Group Verification-based Policy Optimization for Interactive Coding Agents
Abstract
Recent advancements in reinforcement learning from verifiable rewards (RLVR), particularly through Group Relative Policy Optimization (GRPO), have significantly improved the capabilities of large language models (LLMs) for interactive coding agents. However, these methods overlook process-verifiable environment feedback (e.g., code execution failures), leading to inaccurate advantage estimation at each reasoning step and insufficient learning.
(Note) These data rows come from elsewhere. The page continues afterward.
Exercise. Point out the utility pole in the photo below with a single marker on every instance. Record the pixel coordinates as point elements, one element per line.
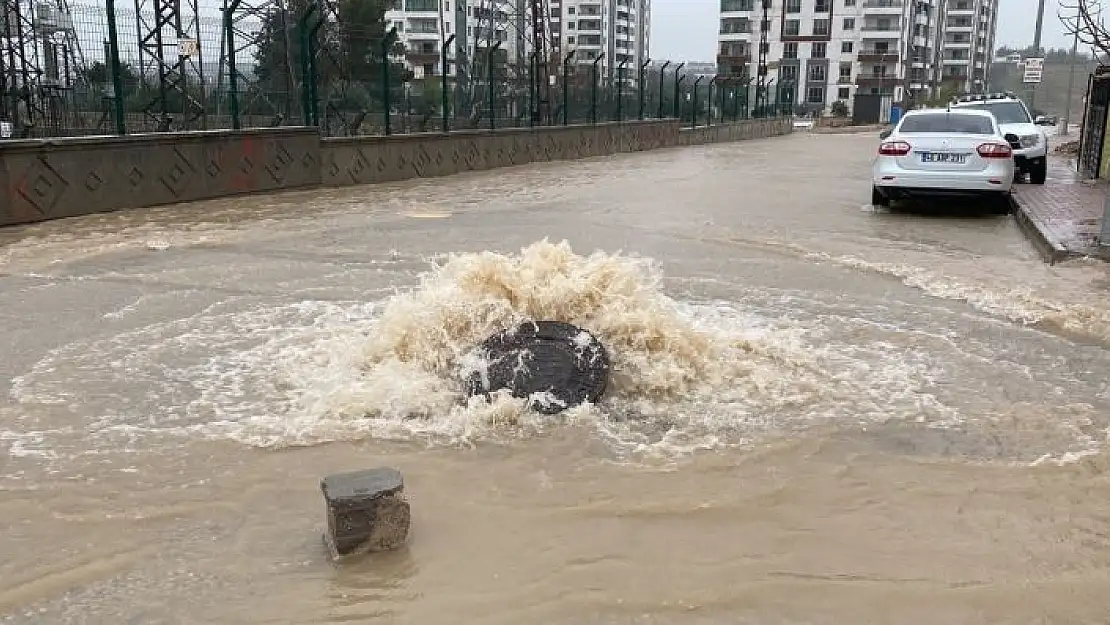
<point>1040,23</point>
<point>1071,83</point>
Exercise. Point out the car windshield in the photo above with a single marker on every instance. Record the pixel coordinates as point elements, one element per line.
<point>947,122</point>
<point>1005,112</point>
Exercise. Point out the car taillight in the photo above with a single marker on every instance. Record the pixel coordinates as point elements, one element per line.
<point>995,151</point>
<point>894,149</point>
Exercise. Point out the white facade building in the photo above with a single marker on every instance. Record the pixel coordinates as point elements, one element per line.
<point>816,52</point>
<point>424,24</point>
<point>617,30</point>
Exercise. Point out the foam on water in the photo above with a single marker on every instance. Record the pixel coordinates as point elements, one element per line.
<point>686,374</point>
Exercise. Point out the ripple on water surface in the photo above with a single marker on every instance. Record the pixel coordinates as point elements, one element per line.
<point>690,373</point>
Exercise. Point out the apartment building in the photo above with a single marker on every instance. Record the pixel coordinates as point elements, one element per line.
<point>816,52</point>
<point>616,30</point>
<point>474,23</point>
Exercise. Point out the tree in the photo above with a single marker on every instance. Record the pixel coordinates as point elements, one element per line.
<point>1083,20</point>
<point>349,60</point>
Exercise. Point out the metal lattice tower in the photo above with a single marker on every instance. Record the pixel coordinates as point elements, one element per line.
<point>762,67</point>
<point>170,53</point>
<point>40,62</point>
<point>542,51</point>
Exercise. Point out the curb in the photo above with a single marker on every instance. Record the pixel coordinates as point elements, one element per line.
<point>1050,253</point>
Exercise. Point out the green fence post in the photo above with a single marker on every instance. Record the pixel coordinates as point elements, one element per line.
<point>232,69</point>
<point>694,116</point>
<point>621,90</point>
<point>493,92</point>
<point>767,93</point>
<point>678,80</point>
<point>593,89</point>
<point>566,87</point>
<point>113,47</point>
<point>302,28</point>
<point>533,90</point>
<point>386,106</point>
<point>663,72</point>
<point>709,100</point>
<point>443,68</point>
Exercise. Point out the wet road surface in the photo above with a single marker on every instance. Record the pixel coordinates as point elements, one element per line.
<point>824,413</point>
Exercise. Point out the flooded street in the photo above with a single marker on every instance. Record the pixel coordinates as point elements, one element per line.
<point>819,414</point>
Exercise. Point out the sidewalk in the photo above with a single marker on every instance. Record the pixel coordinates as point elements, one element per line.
<point>1063,215</point>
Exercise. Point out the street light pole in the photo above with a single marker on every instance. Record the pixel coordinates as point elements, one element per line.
<point>1037,33</point>
<point>1071,84</point>
<point>443,96</point>
<point>663,71</point>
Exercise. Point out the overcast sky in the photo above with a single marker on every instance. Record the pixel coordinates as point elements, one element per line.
<point>687,29</point>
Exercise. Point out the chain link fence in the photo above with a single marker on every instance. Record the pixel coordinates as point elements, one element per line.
<point>94,70</point>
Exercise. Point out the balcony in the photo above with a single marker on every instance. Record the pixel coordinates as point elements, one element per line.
<point>881,31</point>
<point>883,8</point>
<point>877,57</point>
<point>733,59</point>
<point>422,6</point>
<point>877,80</point>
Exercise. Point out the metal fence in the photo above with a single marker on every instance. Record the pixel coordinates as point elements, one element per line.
<point>163,67</point>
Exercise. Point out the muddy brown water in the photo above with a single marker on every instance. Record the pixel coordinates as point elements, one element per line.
<point>900,417</point>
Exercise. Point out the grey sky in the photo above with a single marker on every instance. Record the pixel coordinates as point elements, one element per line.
<point>687,29</point>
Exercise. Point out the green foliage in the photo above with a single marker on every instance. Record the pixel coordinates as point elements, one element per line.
<point>349,62</point>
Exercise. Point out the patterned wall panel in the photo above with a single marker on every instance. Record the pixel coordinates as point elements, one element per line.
<point>52,179</point>
<point>369,160</point>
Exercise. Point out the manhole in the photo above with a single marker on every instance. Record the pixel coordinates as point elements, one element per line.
<point>556,365</point>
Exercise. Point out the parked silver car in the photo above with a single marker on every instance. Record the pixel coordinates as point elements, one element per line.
<point>940,152</point>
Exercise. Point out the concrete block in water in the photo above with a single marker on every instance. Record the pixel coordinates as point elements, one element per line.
<point>366,511</point>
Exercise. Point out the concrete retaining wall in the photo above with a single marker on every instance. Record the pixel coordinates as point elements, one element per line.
<point>363,160</point>
<point>736,131</point>
<point>50,179</point>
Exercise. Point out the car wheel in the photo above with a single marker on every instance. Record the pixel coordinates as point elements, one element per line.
<point>878,199</point>
<point>1001,204</point>
<point>1038,173</point>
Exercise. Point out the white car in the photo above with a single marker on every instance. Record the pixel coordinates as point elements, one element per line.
<point>1027,139</point>
<point>944,152</point>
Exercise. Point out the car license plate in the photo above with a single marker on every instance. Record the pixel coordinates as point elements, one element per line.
<point>944,158</point>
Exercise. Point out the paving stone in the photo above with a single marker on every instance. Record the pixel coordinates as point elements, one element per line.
<point>366,512</point>
<point>1065,213</point>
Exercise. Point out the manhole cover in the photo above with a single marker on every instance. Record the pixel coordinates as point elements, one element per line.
<point>556,364</point>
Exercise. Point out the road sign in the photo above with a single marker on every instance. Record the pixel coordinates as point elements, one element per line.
<point>1033,70</point>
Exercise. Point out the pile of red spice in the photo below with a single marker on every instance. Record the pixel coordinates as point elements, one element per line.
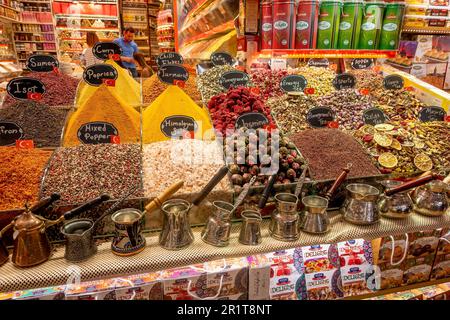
<point>226,108</point>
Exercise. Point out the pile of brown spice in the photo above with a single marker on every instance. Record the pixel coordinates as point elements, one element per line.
<point>153,87</point>
<point>328,151</point>
<point>60,89</point>
<point>20,176</point>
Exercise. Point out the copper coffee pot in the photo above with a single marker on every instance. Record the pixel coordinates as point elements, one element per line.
<point>31,245</point>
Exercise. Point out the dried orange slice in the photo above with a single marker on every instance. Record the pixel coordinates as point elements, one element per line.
<point>388,160</point>
<point>423,162</point>
<point>396,145</point>
<point>382,139</point>
<point>384,127</point>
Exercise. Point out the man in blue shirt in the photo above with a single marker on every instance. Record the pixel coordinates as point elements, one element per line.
<point>129,48</point>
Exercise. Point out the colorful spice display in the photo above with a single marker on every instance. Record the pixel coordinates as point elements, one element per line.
<point>191,160</point>
<point>208,82</point>
<point>87,171</point>
<point>40,123</point>
<point>60,89</point>
<point>104,107</point>
<point>153,87</point>
<point>259,142</point>
<point>290,111</point>
<point>20,176</point>
<point>335,150</point>
<point>174,113</point>
<point>268,82</point>
<point>348,105</point>
<point>226,108</point>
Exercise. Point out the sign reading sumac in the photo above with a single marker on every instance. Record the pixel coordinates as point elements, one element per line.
<point>9,133</point>
<point>102,50</point>
<point>319,117</point>
<point>24,88</point>
<point>433,113</point>
<point>361,63</point>
<point>374,116</point>
<point>393,82</point>
<point>234,79</point>
<point>169,58</point>
<point>97,132</point>
<point>95,74</point>
<point>252,120</point>
<point>221,58</point>
<point>316,62</point>
<point>178,125</point>
<point>344,81</point>
<point>42,63</point>
<point>293,83</point>
<point>170,73</point>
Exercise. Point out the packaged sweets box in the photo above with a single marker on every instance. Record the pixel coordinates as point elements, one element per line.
<point>225,279</point>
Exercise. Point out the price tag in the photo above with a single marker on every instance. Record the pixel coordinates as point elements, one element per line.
<point>9,133</point>
<point>24,144</point>
<point>169,58</point>
<point>252,120</point>
<point>318,62</point>
<point>433,113</point>
<point>293,83</point>
<point>234,79</point>
<point>172,72</point>
<point>107,49</point>
<point>319,117</point>
<point>393,82</point>
<point>221,58</point>
<point>178,126</point>
<point>96,74</point>
<point>361,63</point>
<point>374,116</point>
<point>42,63</point>
<point>344,81</point>
<point>25,88</point>
<point>97,132</point>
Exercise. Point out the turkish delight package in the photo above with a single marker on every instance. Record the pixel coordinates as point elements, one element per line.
<point>225,279</point>
<point>356,267</point>
<point>321,279</point>
<point>139,287</point>
<point>50,293</point>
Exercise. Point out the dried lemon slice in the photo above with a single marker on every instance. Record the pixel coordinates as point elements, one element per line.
<point>384,127</point>
<point>396,145</point>
<point>382,140</point>
<point>423,162</point>
<point>367,129</point>
<point>387,160</point>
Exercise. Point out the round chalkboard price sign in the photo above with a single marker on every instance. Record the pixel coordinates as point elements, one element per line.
<point>102,50</point>
<point>97,132</point>
<point>169,58</point>
<point>293,83</point>
<point>361,63</point>
<point>171,73</point>
<point>374,116</point>
<point>42,63</point>
<point>344,81</point>
<point>252,120</point>
<point>25,88</point>
<point>221,58</point>
<point>393,82</point>
<point>319,117</point>
<point>234,79</point>
<point>178,125</point>
<point>433,113</point>
<point>316,62</point>
<point>97,73</point>
<point>9,133</point>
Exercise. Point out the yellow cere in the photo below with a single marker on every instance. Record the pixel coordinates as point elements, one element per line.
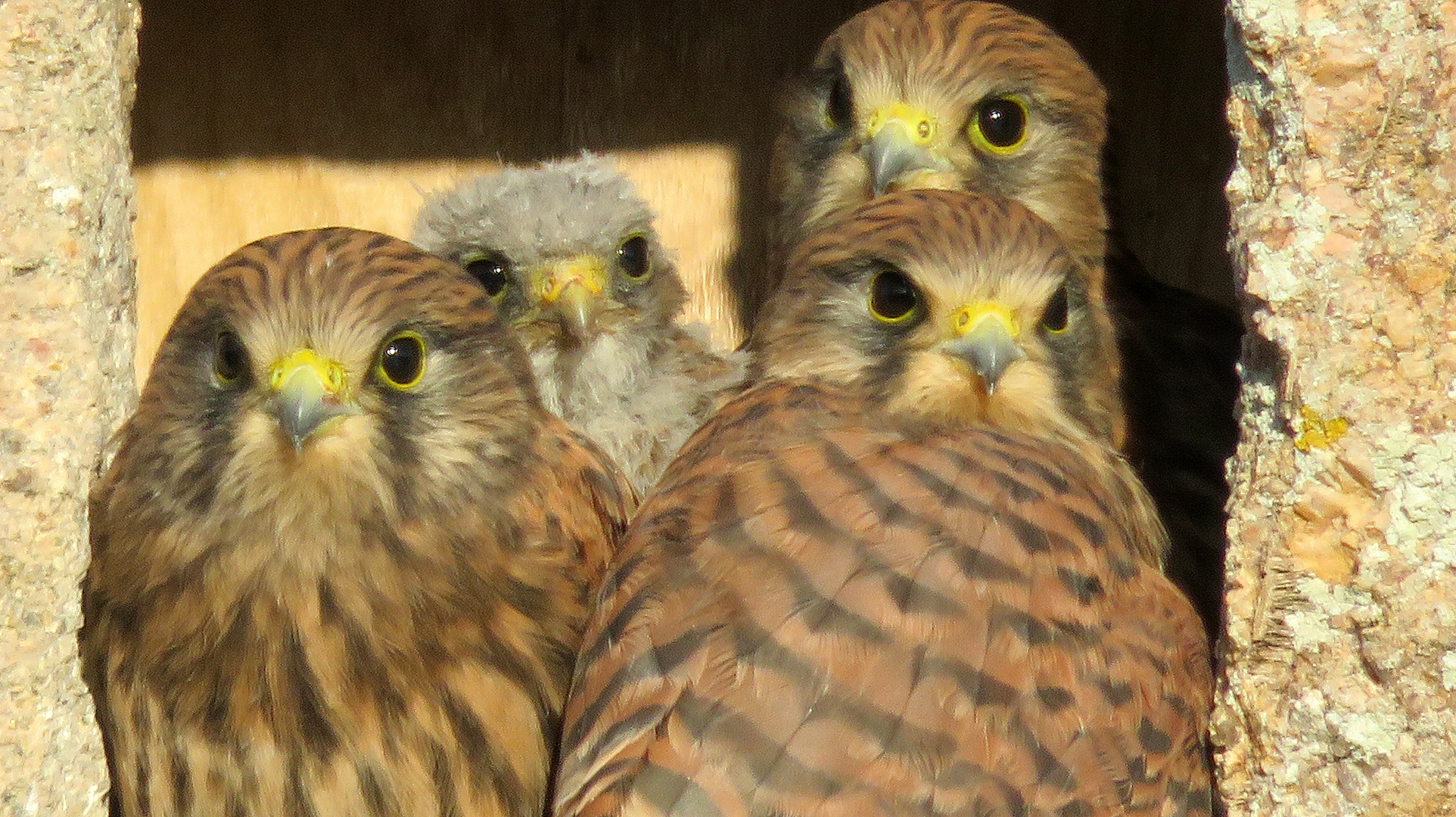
<point>973,315</point>
<point>329,373</point>
<point>919,124</point>
<point>1317,431</point>
<point>587,270</point>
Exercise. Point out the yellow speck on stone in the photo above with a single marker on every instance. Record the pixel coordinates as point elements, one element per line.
<point>1317,431</point>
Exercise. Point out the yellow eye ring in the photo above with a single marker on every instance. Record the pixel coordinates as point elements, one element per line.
<point>893,297</point>
<point>999,124</point>
<point>402,360</point>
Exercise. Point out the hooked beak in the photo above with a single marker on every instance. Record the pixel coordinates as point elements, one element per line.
<point>573,290</point>
<point>986,340</point>
<point>899,146</point>
<point>306,393</point>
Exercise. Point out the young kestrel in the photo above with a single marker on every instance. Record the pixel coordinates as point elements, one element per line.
<point>341,561</point>
<point>904,574</point>
<point>568,253</point>
<point>967,95</point>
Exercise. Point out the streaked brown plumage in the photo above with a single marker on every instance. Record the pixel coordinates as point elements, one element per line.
<point>861,590</point>
<point>351,582</point>
<point>966,95</point>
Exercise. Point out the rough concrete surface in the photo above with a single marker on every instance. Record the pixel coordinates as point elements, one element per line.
<point>1341,648</point>
<point>69,327</point>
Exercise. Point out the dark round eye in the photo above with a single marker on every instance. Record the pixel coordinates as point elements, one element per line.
<point>402,360</point>
<point>891,296</point>
<point>1054,318</point>
<point>839,108</point>
<point>999,124</point>
<point>229,357</point>
<point>632,256</point>
<point>494,272</point>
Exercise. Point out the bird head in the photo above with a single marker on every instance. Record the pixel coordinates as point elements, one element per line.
<point>567,251</point>
<point>948,95</point>
<point>318,370</point>
<point>945,309</point>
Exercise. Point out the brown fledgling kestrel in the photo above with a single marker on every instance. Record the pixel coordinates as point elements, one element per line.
<point>568,253</point>
<point>343,557</point>
<point>967,95</point>
<point>903,574</point>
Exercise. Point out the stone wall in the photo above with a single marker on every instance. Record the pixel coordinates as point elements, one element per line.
<point>69,327</point>
<point>1341,645</point>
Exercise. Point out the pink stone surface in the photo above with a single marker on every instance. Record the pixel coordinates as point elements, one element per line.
<point>1340,683</point>
<point>66,308</point>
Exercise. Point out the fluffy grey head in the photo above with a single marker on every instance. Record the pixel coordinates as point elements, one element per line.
<point>565,248</point>
<point>564,207</point>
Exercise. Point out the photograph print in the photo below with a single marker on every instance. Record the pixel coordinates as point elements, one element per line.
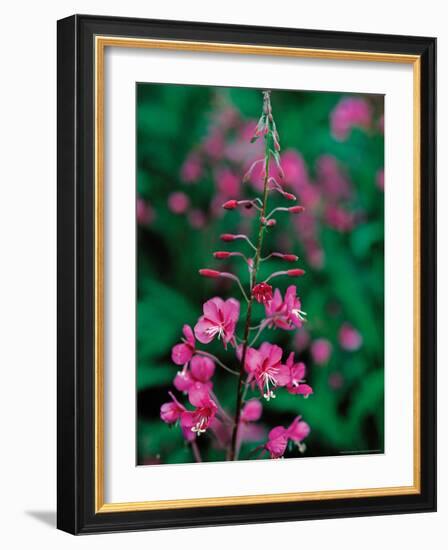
<point>260,274</point>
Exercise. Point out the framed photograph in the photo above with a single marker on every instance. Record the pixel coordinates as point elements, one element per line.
<point>246,274</point>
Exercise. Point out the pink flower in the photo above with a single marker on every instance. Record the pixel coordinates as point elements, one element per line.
<point>338,218</point>
<point>277,442</point>
<point>321,351</point>
<point>219,319</point>
<point>178,202</point>
<point>380,179</point>
<point>251,412</point>
<point>263,367</point>
<point>279,436</point>
<point>349,112</point>
<point>262,293</point>
<point>199,420</point>
<point>301,340</point>
<point>296,174</point>
<point>228,183</point>
<point>336,380</point>
<point>298,431</point>
<point>182,353</point>
<point>292,375</point>
<point>349,338</point>
<point>201,371</point>
<point>333,181</point>
<point>287,313</point>
<point>172,411</point>
<point>191,170</point>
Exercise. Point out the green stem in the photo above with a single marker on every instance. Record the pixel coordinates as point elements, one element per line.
<point>233,454</point>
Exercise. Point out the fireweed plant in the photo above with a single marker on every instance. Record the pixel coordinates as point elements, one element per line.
<point>263,370</point>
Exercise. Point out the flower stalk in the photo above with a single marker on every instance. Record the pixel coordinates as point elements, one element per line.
<point>261,369</point>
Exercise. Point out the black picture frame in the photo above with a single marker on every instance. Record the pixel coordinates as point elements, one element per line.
<point>76,225</point>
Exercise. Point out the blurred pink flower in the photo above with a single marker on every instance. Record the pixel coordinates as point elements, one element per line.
<point>182,353</point>
<point>279,436</point>
<point>348,113</point>
<point>336,380</point>
<point>292,375</point>
<point>251,412</point>
<point>219,319</point>
<point>178,202</point>
<point>298,431</point>
<point>301,340</point>
<point>214,144</point>
<point>294,168</point>
<point>321,351</point>
<point>380,179</point>
<point>277,442</point>
<point>191,170</point>
<point>349,338</point>
<point>144,212</point>
<point>339,218</point>
<point>228,183</point>
<point>333,181</point>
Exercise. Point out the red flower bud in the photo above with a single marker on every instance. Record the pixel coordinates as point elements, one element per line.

To address this issue, we propose Group Verification-based Policy Optimization (GVPO), a novel RL algorithm that introduces an advantage shaping framework integrating both outcome-verifiable and process-verifiable signals. While outcome-verifiable rewards ensure alignment with long-term task objectives, process-verifiable feedback derived from intermediate execution traces (e.g., syntax errors, runtime exceptions) serves as corrective shaping terms at the step level. By jointly leveraging these two forms of verifiability, GVPO achieves more accurate credit assignment, balancing short-term process guidance with long-term outcome alignment. This unified formulation yields more stable optimization, faster convergence, and stronger generalization in complex interactive environments. A 32B-parameter agent trained with GVPO in the AppWorld environment outperforms OpenAI’s o1 agent by 12.6\%s on the more challenging Test-C split and surpasses the strongest 32B RL-trained state-of-the-art baseline by 3.6\%.